Papa II.Urbanus , Clermont Konsili’nde 27 Kasım 1095’te Hristiyanları Kudüs’ü kurtarma amaçlı Haçlı seferine katılmaya çağırır. İlk Haçlı ordusu 1096 yılında İstanbul’a geldi. “Malazgirt Savaşı’nda ağır bir mağlubiyet alan, Marmara kıyılarına kadar olan yerleri Türklere kaptıran Romalılar Dragos Antlaşması’yla mevcut durumu kabul etmek zorunda kalmışlardı. Ancak bu kez papanın önderliğinde bir araya gelen Avrupalı güçler Türkleri ve Müslümanları tehdit eden büyük bir kuvvet halinde Anadolu’ya gelmişlerdi.” (S:108)Ancak Anadolu’ya gelişleri Hristiyanlar arasında farklı bakış açısıyla karşılandılar.

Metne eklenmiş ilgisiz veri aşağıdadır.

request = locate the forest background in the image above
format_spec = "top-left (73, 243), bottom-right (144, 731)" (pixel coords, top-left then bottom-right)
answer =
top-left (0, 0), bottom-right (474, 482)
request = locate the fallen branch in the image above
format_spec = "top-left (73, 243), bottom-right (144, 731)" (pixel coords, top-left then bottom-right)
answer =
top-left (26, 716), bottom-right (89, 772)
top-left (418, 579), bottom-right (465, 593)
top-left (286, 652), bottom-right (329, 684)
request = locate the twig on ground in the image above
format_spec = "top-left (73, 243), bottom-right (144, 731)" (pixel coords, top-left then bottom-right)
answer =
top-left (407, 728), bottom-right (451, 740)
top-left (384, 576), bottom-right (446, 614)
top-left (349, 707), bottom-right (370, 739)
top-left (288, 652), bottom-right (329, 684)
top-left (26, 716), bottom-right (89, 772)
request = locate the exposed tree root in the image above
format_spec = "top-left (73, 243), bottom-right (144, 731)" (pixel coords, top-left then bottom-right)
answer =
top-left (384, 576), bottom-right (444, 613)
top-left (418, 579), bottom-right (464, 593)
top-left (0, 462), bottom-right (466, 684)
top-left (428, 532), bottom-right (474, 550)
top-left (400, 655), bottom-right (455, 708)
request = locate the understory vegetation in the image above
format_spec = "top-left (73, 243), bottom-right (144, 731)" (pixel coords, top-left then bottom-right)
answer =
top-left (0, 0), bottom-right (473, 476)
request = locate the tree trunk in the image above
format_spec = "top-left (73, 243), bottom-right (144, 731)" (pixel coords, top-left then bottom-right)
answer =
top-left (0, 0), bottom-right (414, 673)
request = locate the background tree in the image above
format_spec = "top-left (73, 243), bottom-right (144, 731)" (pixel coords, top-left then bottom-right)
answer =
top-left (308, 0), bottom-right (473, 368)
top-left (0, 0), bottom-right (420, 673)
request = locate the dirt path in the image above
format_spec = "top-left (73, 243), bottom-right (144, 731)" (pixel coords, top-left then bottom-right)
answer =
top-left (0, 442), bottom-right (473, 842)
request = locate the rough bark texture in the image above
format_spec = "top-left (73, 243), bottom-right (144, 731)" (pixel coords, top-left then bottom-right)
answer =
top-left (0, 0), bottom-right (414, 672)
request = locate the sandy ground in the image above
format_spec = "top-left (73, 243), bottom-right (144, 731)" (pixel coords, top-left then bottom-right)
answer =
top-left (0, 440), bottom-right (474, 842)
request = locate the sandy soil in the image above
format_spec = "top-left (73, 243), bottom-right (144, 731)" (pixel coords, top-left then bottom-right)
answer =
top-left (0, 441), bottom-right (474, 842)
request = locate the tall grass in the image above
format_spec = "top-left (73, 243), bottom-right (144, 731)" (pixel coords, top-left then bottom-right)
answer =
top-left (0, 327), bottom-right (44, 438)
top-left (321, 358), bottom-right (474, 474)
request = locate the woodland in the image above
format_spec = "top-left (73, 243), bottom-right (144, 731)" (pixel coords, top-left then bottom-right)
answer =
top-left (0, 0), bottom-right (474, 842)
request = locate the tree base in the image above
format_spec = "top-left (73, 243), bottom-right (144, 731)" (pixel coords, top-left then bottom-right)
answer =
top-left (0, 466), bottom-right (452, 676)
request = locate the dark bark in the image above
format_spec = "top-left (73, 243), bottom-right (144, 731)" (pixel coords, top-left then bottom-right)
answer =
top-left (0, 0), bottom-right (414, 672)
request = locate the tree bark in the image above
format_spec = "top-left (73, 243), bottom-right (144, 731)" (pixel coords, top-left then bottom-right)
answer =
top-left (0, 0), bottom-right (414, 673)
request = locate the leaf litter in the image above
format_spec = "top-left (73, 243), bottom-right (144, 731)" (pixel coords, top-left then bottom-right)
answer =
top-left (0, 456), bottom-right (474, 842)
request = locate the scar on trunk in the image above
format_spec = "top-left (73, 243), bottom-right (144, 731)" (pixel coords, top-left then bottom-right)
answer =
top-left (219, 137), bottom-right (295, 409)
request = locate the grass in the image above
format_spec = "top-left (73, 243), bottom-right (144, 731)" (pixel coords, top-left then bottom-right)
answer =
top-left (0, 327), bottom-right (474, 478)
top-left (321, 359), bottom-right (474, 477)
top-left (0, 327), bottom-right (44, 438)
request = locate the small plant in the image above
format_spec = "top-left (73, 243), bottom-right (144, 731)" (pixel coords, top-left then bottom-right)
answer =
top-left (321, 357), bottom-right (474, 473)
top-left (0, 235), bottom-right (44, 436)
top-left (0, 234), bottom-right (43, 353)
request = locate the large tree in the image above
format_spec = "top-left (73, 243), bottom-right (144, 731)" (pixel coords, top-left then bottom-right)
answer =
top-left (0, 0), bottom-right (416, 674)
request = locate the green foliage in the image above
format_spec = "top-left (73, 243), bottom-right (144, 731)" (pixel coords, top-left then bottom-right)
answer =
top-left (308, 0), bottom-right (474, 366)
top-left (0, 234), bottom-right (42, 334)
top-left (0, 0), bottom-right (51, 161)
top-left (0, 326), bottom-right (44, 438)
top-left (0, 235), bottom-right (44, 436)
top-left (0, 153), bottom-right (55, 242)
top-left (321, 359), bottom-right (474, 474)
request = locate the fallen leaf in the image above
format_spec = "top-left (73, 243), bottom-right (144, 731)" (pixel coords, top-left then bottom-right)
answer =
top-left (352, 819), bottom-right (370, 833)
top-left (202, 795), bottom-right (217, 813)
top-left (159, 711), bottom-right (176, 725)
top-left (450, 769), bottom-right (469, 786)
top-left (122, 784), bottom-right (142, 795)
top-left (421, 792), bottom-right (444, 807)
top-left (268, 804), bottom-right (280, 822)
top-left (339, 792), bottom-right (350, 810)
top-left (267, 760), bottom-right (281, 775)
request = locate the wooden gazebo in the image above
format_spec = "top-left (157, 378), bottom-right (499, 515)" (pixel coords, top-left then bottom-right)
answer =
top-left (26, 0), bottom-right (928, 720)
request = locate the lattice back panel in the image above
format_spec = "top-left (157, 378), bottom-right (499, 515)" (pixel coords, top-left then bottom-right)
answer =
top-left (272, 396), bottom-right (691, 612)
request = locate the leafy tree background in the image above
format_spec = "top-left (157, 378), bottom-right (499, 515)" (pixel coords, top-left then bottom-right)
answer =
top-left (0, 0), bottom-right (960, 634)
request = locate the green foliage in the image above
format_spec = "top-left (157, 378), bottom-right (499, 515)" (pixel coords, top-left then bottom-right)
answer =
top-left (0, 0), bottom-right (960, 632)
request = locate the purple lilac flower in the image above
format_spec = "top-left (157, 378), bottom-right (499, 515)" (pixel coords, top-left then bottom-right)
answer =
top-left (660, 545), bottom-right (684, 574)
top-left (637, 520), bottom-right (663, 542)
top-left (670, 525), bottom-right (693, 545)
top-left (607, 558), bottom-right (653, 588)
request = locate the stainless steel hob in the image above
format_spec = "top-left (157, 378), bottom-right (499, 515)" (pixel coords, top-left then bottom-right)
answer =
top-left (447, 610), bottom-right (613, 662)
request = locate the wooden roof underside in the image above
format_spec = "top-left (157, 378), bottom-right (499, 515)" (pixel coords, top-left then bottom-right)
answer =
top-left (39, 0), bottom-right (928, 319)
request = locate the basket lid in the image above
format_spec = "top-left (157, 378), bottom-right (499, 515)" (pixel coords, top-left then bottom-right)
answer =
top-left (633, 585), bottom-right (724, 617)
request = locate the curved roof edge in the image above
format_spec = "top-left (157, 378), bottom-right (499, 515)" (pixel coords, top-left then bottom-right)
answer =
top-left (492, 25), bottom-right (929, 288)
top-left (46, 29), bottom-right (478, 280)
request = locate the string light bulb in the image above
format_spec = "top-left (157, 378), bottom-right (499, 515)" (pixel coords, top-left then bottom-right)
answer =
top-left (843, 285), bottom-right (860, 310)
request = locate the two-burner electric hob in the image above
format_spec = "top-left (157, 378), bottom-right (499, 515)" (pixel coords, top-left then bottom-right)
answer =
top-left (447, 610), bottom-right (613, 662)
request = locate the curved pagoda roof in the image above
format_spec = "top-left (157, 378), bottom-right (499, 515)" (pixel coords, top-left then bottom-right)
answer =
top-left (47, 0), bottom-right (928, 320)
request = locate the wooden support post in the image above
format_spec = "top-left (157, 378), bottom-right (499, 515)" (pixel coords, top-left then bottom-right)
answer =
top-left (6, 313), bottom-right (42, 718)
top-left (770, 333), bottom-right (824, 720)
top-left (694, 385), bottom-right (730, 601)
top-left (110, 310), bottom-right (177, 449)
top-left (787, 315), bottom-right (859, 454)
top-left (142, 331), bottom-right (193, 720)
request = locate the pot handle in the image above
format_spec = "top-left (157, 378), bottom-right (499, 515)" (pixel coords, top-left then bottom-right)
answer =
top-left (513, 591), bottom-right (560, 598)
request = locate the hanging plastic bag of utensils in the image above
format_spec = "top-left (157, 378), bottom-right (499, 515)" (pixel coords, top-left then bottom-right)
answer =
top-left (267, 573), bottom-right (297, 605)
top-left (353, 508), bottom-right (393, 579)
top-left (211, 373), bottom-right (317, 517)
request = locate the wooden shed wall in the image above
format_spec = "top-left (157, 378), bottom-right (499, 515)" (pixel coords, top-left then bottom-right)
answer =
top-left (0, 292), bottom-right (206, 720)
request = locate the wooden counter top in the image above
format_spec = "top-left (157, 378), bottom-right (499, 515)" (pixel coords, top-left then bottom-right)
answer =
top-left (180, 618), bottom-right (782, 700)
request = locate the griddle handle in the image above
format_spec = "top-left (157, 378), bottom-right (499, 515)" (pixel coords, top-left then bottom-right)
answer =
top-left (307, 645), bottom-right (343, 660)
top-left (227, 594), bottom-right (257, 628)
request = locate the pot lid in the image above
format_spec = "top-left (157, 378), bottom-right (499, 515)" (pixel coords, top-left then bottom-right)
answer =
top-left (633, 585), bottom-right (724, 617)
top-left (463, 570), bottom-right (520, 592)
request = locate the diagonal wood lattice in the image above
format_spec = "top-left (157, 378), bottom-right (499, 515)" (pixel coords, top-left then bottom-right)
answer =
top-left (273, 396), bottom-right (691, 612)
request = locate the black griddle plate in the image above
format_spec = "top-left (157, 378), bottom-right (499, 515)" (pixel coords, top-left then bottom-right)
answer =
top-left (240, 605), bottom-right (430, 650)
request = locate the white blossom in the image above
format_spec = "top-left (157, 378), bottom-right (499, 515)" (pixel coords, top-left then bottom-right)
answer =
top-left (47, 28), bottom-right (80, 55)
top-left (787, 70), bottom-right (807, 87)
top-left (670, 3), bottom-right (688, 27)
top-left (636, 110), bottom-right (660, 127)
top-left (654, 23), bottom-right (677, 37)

Bu konuda Ermeniler “Haçlıları kendilerini Müslümanların yönetiminden kurtaracak bir güç olarak kabul eden Ermeni tarihçilerinin kayıtlarından onları büyük bir sempatiyle karşıladıkları hemen anlamak mümkündür.” (S:108) Haçlılar 18 Haziran 1097’de Anadolu Selçuklularının başkenti İznik’i aldı. I. Kılıç Arslan’ın ani baskınlarından kurtulabilen Haçlı Ordusunun kalanları Çukurova’daki Ermenilerle karşılaştılar. “Çukurova Ermenileri XI. Yüzyılın ortalarından itibaren Romalılar tarafından bu bölgeye nakledilmişlerdi.” (S:109) Ermenilerin taraf değiştirmesi de ilk değildi. İlk önce Türkmenlere karşı Romalıların tarafına, Ani ve Erzen’in Türkler tarafından fethedilmesiyle ümit kestikleri Romalıların tarafını terk ederek Türkler tarafına geçmişler, İlk haçlı seferiyle de tekrar haçlılar tarafına geçerek Türklere ihanet etmişler, daha sonra Türklere haber göndererek kendilerini haçlıların elinden kurtarmasını Türklerden istemiş Malatya Ermenileri 1100 yılında Danişmentliler tarafından, Elbistan Ermenileri de Kılıç Arslan tarafından 1105 yılında Haçlılardan kurtarıyor ve Türklerin tarafına geçmiş oluyorlar, Osmanlı zamanında Millet-i Sadıka” unvanı almışken Osmanlının zayıfladığı ilk anda yeniden Batılı Hristiyan ülkelerle işbirliği yaparak Osmanlı’ya ihanet etmişlerdir.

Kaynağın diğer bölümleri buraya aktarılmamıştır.